Clark has averaged 32.2 points and 8.7 assists this last season, his fourth with the Hawkeyes, signing a mathematical progression (26.6 points the first year, 27.0 the second, 27.8 points the third... ) and when he scored (of course) the triple from the logo to beat Maravich's record, his university changed that tile of the pavilion from which he launched for one with his initials. His performance responds to natural talent, but also to obsessive work. There is no day that, beyond training under the orders of

Lisa Bluder

; Do not dedicate an hour to your shooting routines, 500 in total divided into five phases: 100 free throws (of which you must make 100), 100 mid-range (80), 100 triples (70), 100 after dribbling (75) and 100 more from the logo (50).

"You see her on the street and she wouldn't catch your attention. She's normal. She's not super athletic, she's not fast, she doesn't jump more than anyone else, but on the court she's a real animal. Many girls can identify with her. Her phenomenon is sweeping. Her expressive and free play is fun. There are people who are paying a lot of money to go see her live, because they know they are going to see a show," admits López, former Penya youth player and former ACB player with the Bilbao. "What she does with the three-point shot is crazy. But it is overlooking how good she is at controlling spaces, passing, rebounding... She is very good at everything, in an apparently weak body that is very strong. You have to have a lot of coordination and stability for that shooting range," admits Valdemoro, another legendary scorer, who speaks of Caitlin Clark's dimension far beyond the game. "It is incredible and it is changing on a global level the concept that people have of women's basketball, those who are unaware of it. No one has achieved that. The audiences, the resale of tickets... When you break the points record, you do it one day after

Mike James

beat the Euroleague. And the impact of both is incomparable," says someone who only finds parallels with a unique legend. "I can't compare her to anyone, not even Curry, what she's doing, no one has done it in women. Neither on nor off the court. "Maybe with

Larry Bird

, because of the

trash talking

, because of the physique and because You don't expect it," he concludes.

This impact elevates it to the rank of "pioneer." "When

Jordan

came to the NBA, very few African-American athletes had sponsors and he changed that. There are thousands of fans lining up to see Caitlin (one of the Iowa games this season broke the women's basketball attendance record with 55,646 spectators). ", legend

Nancy Lieberman

has said about the economic impact of Clark, whose NIL (name, image and likeness), the way in which NCAA athletes have already been paid since 2021, has no comparison. It is estimated that for the 11 agreements that she has signed, among them with Nike and Gatorade, she already earns more than three million dollars without having yet stepped foot in the WNBA. What's more, she rushed through her four years of college because, among other things, her income in the WNBA was not going to be too higher (the salary for the number one in the draft is $78,000...).

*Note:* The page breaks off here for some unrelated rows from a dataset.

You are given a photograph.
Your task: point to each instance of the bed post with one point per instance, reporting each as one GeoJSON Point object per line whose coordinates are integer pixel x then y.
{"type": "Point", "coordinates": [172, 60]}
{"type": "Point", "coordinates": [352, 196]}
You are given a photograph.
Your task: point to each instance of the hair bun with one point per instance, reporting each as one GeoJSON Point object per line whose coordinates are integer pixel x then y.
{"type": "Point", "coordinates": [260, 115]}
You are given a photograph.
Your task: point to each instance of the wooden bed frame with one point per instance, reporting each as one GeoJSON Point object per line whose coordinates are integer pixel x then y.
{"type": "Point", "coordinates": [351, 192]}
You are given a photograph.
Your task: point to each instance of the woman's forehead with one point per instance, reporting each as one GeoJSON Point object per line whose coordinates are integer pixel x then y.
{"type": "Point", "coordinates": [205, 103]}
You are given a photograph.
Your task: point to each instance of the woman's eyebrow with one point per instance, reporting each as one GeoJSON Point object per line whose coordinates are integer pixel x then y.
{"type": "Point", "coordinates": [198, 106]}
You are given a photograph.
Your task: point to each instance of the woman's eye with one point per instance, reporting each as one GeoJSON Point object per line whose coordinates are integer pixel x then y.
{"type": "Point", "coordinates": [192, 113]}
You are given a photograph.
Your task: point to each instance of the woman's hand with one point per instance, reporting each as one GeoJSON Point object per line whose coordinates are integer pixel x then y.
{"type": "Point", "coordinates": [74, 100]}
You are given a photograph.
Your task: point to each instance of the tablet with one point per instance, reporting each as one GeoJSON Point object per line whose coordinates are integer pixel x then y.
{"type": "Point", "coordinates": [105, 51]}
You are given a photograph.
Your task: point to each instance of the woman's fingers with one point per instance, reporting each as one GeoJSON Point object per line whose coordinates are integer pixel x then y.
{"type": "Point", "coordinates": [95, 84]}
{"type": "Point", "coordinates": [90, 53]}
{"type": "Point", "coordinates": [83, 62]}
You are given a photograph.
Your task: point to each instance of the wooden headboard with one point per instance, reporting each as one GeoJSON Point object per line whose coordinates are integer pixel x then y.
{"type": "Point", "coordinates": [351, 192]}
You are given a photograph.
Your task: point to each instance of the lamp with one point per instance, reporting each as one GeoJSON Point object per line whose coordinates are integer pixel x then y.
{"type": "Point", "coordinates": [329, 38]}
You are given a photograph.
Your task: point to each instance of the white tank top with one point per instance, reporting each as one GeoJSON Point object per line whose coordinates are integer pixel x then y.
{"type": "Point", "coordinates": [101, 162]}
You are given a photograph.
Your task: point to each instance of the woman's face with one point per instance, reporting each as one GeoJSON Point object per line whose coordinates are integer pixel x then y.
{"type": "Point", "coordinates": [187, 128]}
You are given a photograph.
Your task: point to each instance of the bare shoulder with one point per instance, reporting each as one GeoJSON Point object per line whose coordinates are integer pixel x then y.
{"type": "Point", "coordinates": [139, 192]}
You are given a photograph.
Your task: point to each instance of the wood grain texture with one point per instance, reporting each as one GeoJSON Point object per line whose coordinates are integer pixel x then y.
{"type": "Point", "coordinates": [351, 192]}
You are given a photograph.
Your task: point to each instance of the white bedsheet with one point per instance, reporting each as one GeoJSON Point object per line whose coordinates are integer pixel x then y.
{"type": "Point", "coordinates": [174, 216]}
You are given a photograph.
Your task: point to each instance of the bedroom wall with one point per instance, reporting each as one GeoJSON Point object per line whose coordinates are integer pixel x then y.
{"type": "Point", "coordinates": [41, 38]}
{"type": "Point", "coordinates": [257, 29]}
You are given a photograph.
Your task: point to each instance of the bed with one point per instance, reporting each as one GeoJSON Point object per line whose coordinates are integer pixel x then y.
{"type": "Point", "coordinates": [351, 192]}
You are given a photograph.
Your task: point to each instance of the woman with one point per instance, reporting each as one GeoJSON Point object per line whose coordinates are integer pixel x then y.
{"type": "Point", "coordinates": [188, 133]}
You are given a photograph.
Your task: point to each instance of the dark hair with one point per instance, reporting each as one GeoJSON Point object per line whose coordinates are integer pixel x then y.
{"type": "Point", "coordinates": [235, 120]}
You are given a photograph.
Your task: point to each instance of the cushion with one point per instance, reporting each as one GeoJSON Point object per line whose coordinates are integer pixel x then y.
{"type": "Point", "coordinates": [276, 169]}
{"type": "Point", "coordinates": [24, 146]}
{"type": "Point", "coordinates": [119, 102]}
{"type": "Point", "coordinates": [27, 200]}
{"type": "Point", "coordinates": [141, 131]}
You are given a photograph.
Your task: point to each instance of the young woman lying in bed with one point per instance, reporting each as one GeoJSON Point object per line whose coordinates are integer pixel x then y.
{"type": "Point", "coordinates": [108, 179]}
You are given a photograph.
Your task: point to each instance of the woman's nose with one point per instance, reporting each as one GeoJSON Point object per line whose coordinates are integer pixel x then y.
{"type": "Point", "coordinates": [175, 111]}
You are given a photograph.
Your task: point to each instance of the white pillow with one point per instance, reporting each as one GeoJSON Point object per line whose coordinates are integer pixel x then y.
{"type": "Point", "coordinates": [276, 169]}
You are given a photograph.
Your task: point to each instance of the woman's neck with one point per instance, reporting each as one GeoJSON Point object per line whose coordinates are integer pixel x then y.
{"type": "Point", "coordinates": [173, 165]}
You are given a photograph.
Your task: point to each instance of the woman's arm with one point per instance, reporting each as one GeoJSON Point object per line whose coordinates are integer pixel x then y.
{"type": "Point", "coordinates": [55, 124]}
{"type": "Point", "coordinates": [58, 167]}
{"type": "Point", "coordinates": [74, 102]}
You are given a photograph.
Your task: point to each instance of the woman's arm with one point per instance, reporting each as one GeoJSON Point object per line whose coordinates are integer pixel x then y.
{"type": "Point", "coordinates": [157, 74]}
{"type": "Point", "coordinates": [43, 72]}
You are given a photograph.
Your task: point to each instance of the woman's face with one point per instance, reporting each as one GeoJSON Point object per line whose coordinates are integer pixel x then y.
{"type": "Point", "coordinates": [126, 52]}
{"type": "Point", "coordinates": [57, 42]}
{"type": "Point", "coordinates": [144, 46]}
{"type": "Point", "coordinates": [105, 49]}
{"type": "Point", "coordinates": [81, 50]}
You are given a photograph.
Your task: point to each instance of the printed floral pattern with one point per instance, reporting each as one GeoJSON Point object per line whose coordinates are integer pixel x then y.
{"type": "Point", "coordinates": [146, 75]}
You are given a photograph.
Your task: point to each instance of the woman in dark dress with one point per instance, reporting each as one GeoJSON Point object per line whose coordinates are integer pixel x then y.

"He decided to create his own history, in a place where they have not yet managed to win (Iowa). That speaks of his character, he is not afraid of anything, he accepts any challenge. He did not want to go to UConn or Oregon," reflects Xavi López, who measures its phenomenon in terms of expectation: "The most important thing it has achieved is that there is more talk about the women's March Madness than the men's. That was unthinkable. And it is because of its level of stardom. There are more tickets sold for the women's F4 than the masculine."